池谷先輩推進委員会、発足のひみつ。
「あれ? まだ誰かいる?」
そう聞こえた途端、生徒会室のドアが開いた。
「鍵を確認しに来たんだけど…もう遅いよ? 仕事、明日にまわせない?」
声の主は池谷副会長だった。
朝井会長が言うところの「うちの参謀」、池谷忍。「こいつがいなきゃ生徒会は一晩でつぶれる」らしいので、双谷学園高校生徒会にとって、なくてはならない存在。
確かに仕事は早い。が、朝井会長の存在感に押されがちで、いまひとつ印象はうすい。派手な顔立ちではないし体も細い。だから、会長が言うような“頼りがい”のある人物にはとうてい見えないのだが…。
「すみません! えっと、明日朝いちで会長に提出しないと…でも、持って帰ってやります! いま出ますから、鍵かけてください。」
結菜はそう言いながら机の上を片付け、慌てて席を立とうとした。
「まだ大丈夫だよ。わからない事でもあった?」
やんわりと肩に手をかけられる。結菜を席に押し戻しながら、池谷は集計プリントを覗き込んできた。
「うん…と。ああ、ここでしょ。俺も去年苦労したよ。」
彼の手が、何か書くものを探している。真美は自分が握っていたペンを差し出した。
「あ…ありがと。で、え〜と…」
注意点を書き込む池谷の手を、なんとはなしに見つめてしまう。
細くて長い指だった。色白で爪が整った、綺麗な形をしている。
(池谷先輩って、手が美人〜! 女顔負けじゃん。あ、でもやっぱり私のより大きいや)
ふと自分の手と見比べて、大きさの違いに気付く。
池谷が彼の先輩から“お花ちゃん”と呼ばれていたのは有名な話し。
性格も体格も“さも有りなん”といった風情の池谷に、結菜は異性を感じた事などなかった。
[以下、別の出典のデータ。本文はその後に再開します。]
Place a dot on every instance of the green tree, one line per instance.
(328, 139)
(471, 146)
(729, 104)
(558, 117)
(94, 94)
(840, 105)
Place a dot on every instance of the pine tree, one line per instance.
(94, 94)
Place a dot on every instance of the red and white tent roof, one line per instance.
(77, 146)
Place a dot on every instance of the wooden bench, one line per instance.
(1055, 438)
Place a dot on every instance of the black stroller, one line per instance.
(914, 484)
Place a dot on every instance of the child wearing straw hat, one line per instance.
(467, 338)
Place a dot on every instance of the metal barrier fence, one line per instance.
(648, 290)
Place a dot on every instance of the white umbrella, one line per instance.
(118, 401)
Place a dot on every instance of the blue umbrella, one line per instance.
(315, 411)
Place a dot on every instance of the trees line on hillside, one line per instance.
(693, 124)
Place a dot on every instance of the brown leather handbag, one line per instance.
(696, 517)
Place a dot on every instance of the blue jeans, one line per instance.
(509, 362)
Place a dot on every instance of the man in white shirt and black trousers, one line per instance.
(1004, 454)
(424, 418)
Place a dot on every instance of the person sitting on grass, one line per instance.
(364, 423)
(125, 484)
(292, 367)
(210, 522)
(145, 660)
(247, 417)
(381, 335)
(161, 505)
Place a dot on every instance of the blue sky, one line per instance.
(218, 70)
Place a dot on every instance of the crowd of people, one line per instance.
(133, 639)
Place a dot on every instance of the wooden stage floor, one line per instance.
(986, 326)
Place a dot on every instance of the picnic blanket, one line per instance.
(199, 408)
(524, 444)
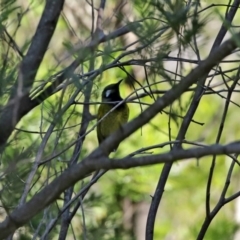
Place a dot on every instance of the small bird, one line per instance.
(115, 119)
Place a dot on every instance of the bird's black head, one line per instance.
(111, 93)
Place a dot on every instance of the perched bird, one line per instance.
(115, 119)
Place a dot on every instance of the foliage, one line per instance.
(48, 117)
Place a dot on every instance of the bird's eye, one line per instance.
(108, 93)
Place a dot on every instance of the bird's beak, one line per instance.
(119, 82)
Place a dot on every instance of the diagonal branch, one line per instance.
(19, 99)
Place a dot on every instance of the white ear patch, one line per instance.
(108, 92)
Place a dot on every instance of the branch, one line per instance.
(19, 101)
(93, 163)
(23, 214)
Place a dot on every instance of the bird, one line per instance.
(115, 119)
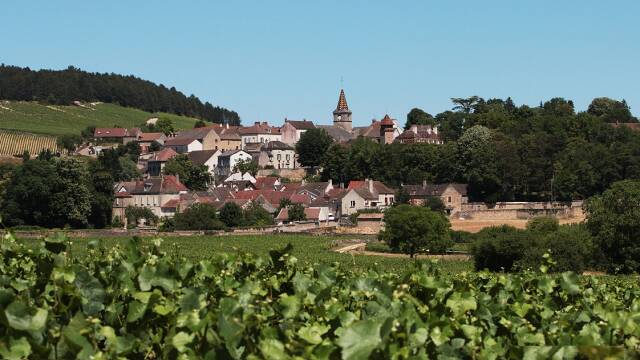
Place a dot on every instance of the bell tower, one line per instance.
(342, 114)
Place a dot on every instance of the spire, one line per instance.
(342, 102)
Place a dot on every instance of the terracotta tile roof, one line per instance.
(301, 125)
(163, 155)
(342, 102)
(149, 137)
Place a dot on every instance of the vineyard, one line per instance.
(15, 143)
(135, 301)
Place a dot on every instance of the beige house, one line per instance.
(453, 196)
(364, 195)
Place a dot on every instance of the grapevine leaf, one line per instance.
(359, 339)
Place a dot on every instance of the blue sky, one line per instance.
(274, 59)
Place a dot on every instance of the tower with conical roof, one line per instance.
(342, 114)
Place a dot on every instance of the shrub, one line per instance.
(413, 229)
(198, 217)
(543, 224)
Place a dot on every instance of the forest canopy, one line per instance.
(63, 87)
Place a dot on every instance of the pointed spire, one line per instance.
(342, 102)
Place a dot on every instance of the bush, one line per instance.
(413, 229)
(543, 224)
(198, 217)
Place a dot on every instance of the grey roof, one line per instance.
(200, 157)
(337, 133)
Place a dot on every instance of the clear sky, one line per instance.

(私より、骨ばってるっていうか、筋っぽいっていうか………)
つらつらとそんな事を考えているうちに、今まで気にしたことのなかった事実に捕われる。
(オトコノヒト……なんだなぁ…)
何気なく心の中でつぶやいた些細なひとこと…の筈だった。
「ごめん。眼鏡外したままだから…」
よく見えないのだろう。真美の斜め後ろから書き込みをしていた池谷が、顔をプリントに近づけた。おのずと二人の顔も近づくこととなる。
息の届いてしまう距離……に池谷の顔があった。
あまりくどくない、優しく甘い香り…
それに酔いながら、顔のパーツを一つ一つ横目でチェックしてみる。
(…なんで今まで気付かなかったんだろ)
池谷は、整った顔立ちをしていた。
(どどどどどーか神様! お願いだから、池谷先輩が私のサル顔に気付きませんよーに!!)
池谷を“範疇内の男性”だと意識した途端、顔に血を上らせた真美の願いは、どうやら神に届いたようで……
「このまま提出すれば、朝井にもわかると思うよ」
何も気付いていない池谷が、顔を上げるやいなや。
「ありがとうございましたっ!」
怒鳴るに近い大声で感謝を告げ、真美は生徒会室を後にした。
(どきどきした! どきどきしたよ〜! なんか、なんか、池谷先輩って…ちょっといいかも〜!)
後日、池谷先輩推進委員会なる怪しい団体が結束され、二葉や一樹も巻き込んでの活動が始まるのだが。
能天気に鍵の確認なんかしちゃってる“池谷先輩”には、知る由もないことであった……。